Facebook has pledged to crack down on misleading deepfakes ahead of the US presidential election later this year.
Voter manipulation is a concern for any functioning democracy and deepfakes provide a whole new challenge for social media platforms.
A fake video of Nancy Pelosi, Speaker of the United States House of Representatives, went viral last year after purportedly showing her slurring her words as if she was intoxicated. The clip shows how even a relatively unsophisticated video (it wasn’t an actual deepfake) could be used to cause reputational damage and swing votes.
Facebook refused to remove the video of Nancy Pelosi and instead said it would display an article from a third-party fact-checking website highlighting that it’s been edited and take measures to limit its reach. The approach, of course, was heavily criticised.
The new rules from Facebook claim that deepfake videos that are designed to be misleading will be banned. The problem with the rules is they don’t cover videos altered for parody or those edited “solely to omit or change the order of words,” which will not sound encouraging to those wanting a firm stance against manipulation.
In the age of “fake news,” many people have become aware not to necessarily believe what they read. Likewise, an increasing number of people also know how easily images are manipulated. Deepfake videos pose such a concern because the wider public are not yet aware enough of their existence or how to spot them.
A report from the NYU Stern Center for Business and Human Rights last September, covered by our sister publication MarketingTech, highlighted the various ways disinformation could be used ahead of this year’s presidential elections.
One of the eight predictions is that deepfake videos will be used “to portray candidates saying and doing things they never said or did”. Another prediction is that Iran and China may join Russia as sources of disinformation, the former perhaps now being even more likely given recent escalations between the US and Iran and the desire for non-military retaliation.
Legislation is being introduced to criminalise the production of deepfakes without disclosing that they’ve been modified, but the best approach is to limit them from being widely shared in the first place.
“A better approach, and one that avoids the danger of overreaching government censorship, would be for the social media platforms to improve their AI-screening technology, enhance human review, and remove deepfakes before they can do much damage,” the report suggests.

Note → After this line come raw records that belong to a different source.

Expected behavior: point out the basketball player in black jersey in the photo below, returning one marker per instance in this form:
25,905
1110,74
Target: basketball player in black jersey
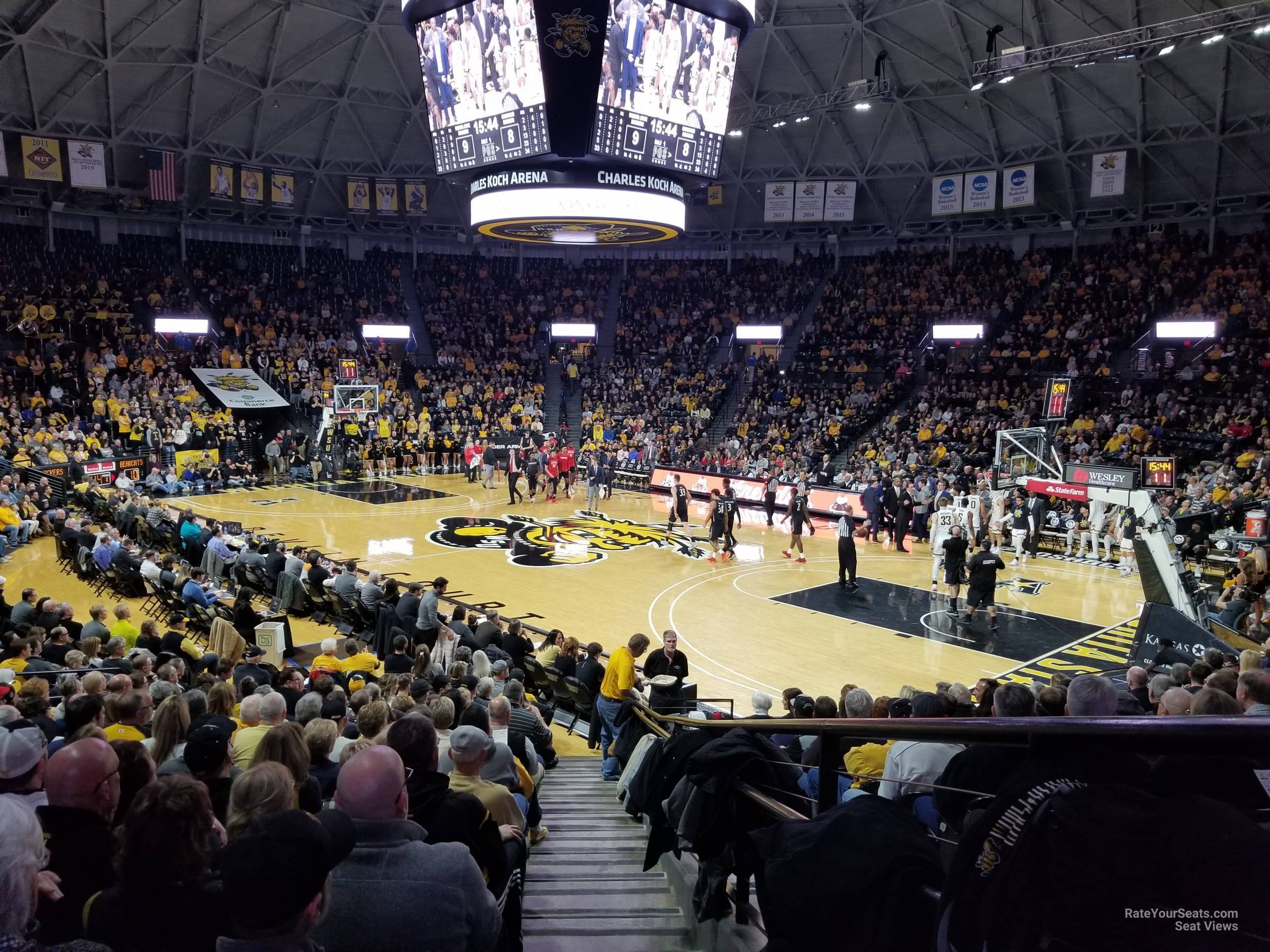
678,505
729,512
797,516
714,519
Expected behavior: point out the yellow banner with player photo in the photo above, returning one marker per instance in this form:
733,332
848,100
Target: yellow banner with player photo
220,181
359,195
283,188
385,197
198,459
416,198
41,159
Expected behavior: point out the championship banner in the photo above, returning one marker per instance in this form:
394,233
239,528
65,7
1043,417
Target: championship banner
252,185
1108,175
810,201
87,162
283,189
385,197
981,192
416,198
1020,187
240,389
947,195
41,159
198,459
840,201
221,181
779,201
359,195
822,500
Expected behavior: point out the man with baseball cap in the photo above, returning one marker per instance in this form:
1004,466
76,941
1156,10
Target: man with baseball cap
22,763
469,747
393,860
210,759
293,855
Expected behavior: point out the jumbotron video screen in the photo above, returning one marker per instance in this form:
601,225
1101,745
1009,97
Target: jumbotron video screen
483,83
665,87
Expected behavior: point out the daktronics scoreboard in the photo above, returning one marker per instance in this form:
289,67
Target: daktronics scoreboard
1160,473
665,87
1058,398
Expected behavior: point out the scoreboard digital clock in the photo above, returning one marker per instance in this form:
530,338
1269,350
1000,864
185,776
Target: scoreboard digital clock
1160,473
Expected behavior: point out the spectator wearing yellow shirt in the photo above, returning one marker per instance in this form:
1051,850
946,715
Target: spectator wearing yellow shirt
620,684
124,626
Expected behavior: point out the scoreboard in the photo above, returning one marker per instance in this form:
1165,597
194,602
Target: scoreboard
652,141
1058,398
1160,473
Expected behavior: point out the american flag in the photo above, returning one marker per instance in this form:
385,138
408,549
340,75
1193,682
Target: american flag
163,176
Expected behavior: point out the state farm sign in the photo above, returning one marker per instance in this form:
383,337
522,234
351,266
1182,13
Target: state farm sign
1061,490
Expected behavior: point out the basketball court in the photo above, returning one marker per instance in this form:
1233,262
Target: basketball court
756,624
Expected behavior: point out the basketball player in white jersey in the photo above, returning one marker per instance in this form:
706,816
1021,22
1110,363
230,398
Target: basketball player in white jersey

The month after Facebook refused to remove the edited video of Pelosi, a deepfake created by Israeli startup Canny AI aimed to raise awareness of the issue by making it appear like Facebook CEO Mark Zuckerberg said: “Imagine this for a second: One man, with total control of billions of people’s stolen data, all their secrets, their lives, their futures.”
Canny AI’s deepfake was designed to be clearly fake but it shows how easy it’s becoming to manipulate people’s views. In a tense world, it’s not hard to imagine what devastation could be caused simply by releasing a deepfake of a political leader declaring war or planning to launch a missile.